III Edición

Curso 2006 - 2007

Alejandro Quintana

Barcelona dormida

Cristina Rodríguez del Valle, 15 años

                 Colegio Canigó (Barcelona)  

       Salí de casa en bicicleta alrededor de las doce y media. Todo estaba en silencio. La noche se había apropiado de cada esquina de la ciudad y hacía fresco. Comencé a pedalear. Una suave brisa me salpicaba la cara. Aumentaba la velocidad en las cuestas. Una extraña impresión me invadía a medida que iba bajando hacia la Diagonal. Una vez allí, me situé al carril-bici de la izquierda, en dirección hacia el paseo de Gracia. Bajé el ritmo de mis pedaladas para disfrutar del silencio de la noche. De vez en cuando me cruzaba con un autobús, que iban casi vacíos. Los comercios estaban cerrados, las terrazas habían recogido sus sillas y mesas. Me sentí sola.

       Había quedado con dos amigos en la esquina con Muntaner, pero se retrasaron, así que proseguí mi camino. Me sobrecogía la imagen de aquella calle que cruza todo Barcelona. Pensé que estaría más animada, con turistas que apuran las últimas horas para ver cada rincón de la ciudad, taxis que empiezan su turno de noche o jóvenes que salen de copas. Pero me equivocaba. Paseo de Gracia es muy alegre durante el día, bulliciosa y activa en sus tiendas y restaurantes, gente que se mueve de un lado al otro por trabajo o por el mero hecho de pasear. Pero a aquella hora parecía que un barrendero hubiese pasado su escoba para llevarse toda su alegría.

       Los comercios habían echado el cierre varias horas antes pero ahí seguían sus maniquíes en pie, con focos alumbrándoles como si esperaran que algún cliente rezagado echase un ojo a esas maravillosas prendas que lucían, vestidos de novia, largos trajes de fiesta o un atractivo atuendo deportivo.

       Media hora después apareció el camión de la limpieza. Un pequeño ejército de hombres vestidos de verde y amarillo fosforescente se enfrentaban al asfalto manguera en mano, listos para dejar Barcelona, antes de las siete de la mañana, como oro en paño. Lo cierto es que la mayoría de veces lo consiguen.

       Continué pedaleando, sorprendida por la impresión de abandono de las calles. Las farolas iluminaban con una luz tenue, marcando el rumbo a los pocos automóviles que se atrevían a surcar la urbe. El carril-bici estaba poco iluminado y eso le daba una sensación de mayor misterio a la ciudad condal.

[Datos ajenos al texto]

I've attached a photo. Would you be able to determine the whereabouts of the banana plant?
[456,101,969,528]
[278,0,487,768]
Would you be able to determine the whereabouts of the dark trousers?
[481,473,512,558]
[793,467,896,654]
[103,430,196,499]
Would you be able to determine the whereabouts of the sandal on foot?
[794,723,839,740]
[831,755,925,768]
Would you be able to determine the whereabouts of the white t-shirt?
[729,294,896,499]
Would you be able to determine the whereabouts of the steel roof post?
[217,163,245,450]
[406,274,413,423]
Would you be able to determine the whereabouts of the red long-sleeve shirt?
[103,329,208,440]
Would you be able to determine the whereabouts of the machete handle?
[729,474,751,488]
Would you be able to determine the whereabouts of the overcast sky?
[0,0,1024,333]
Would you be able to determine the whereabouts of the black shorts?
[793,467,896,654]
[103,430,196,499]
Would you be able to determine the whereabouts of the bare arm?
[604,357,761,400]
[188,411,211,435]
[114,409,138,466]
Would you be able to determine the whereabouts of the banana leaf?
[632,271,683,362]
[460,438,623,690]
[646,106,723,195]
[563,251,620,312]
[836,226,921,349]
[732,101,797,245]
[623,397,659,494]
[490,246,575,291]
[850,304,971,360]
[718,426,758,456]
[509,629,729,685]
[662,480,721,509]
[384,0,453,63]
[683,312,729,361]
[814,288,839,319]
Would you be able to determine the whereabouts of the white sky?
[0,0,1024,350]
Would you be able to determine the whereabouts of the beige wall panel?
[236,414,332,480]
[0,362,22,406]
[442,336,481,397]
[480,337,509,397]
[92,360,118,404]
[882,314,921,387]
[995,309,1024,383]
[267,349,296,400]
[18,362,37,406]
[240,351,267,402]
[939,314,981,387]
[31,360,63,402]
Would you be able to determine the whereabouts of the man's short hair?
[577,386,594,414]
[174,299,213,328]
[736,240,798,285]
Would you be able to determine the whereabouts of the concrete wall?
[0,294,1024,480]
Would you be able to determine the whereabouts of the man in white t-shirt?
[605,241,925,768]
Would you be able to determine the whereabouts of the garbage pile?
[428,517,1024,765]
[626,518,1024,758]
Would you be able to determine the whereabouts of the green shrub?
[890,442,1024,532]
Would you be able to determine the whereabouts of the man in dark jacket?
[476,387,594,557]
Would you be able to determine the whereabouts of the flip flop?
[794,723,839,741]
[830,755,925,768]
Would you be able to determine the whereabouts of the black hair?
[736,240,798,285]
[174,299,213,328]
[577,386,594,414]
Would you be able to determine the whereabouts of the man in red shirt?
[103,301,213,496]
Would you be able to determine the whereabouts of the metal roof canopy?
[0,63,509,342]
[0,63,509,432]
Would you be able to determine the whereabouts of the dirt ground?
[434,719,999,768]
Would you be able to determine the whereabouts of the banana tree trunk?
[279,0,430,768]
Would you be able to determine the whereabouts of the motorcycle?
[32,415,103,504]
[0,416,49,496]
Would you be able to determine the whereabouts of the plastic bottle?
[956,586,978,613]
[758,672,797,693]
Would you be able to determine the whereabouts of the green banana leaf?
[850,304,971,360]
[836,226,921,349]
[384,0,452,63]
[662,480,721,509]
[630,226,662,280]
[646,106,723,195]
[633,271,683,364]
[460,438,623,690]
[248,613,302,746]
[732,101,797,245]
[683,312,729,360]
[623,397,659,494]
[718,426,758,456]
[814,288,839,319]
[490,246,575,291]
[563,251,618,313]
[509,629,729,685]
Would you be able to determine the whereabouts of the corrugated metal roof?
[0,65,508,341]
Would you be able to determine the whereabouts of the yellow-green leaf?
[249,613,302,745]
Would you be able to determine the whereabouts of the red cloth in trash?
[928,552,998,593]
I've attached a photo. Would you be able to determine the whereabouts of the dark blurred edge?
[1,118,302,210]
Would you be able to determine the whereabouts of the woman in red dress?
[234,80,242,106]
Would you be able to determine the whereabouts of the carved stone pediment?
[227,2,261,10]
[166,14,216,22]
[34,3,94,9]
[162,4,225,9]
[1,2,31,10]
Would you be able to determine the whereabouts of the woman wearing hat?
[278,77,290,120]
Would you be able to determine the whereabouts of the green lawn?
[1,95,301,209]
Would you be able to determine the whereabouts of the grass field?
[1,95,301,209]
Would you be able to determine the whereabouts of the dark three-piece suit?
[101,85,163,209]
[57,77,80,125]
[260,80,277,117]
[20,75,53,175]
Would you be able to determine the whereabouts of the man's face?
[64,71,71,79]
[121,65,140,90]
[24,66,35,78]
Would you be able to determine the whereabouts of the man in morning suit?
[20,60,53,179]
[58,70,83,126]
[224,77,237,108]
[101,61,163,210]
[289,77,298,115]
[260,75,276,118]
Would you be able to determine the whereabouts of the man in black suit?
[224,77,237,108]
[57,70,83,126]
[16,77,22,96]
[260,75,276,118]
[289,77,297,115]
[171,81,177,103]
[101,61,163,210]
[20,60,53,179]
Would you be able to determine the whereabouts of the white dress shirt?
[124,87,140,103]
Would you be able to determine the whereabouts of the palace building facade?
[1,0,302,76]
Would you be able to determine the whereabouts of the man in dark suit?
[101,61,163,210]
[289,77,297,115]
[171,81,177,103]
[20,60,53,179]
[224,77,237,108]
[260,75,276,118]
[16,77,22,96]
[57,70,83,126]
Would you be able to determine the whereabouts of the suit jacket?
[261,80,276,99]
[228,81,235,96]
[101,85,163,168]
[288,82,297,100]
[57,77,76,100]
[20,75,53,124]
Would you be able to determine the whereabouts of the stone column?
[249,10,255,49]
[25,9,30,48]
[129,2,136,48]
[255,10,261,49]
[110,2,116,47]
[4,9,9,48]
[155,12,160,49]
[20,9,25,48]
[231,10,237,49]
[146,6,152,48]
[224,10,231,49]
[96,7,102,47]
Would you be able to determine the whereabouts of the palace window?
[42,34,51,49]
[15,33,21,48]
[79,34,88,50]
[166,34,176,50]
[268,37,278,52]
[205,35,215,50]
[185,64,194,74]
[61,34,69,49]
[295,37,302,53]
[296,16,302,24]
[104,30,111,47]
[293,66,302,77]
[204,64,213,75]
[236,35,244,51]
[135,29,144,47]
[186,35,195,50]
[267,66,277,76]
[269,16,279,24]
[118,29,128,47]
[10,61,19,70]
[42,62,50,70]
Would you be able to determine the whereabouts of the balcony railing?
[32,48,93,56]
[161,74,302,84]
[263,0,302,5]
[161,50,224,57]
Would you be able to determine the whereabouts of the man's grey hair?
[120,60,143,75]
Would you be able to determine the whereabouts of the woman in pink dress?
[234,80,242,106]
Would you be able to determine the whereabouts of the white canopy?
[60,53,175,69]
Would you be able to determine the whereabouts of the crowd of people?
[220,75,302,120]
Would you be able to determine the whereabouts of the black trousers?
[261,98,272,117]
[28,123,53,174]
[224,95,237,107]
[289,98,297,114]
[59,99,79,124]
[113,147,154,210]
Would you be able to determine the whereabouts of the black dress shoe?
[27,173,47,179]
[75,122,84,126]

       Volví la vista atrás y contemplé la plaza Francesc Maciá, en la que destaca un gran edificio antiguo que rodea la mitad de la glorieta. Sus altos ventanales, grandes puertas y columnas imponen respeto. Bajo el arco de la noche, el color crudo del edificio se había convertido en un marrón tenue.

       La calle que cruza la plaza estaba más animada. A lo lejos pude sentir algunas señales de vida. Pero me alejé del alboroto. Eso sí, antes de avanzar me detuve unos segundos para contemplar el templo del Tibidabo, un puñado de agujas iluminadas sobre la montaña de Collserola. El Cristo que se alza, imponente, sobre el santuario domina toda Barcelona.

       A la una decidí dar media vuelta y recogí a mis amigos, que llevaban un rato esperándome. Me excusé, diciéndoles que había estado contemplando Barcelona dormida.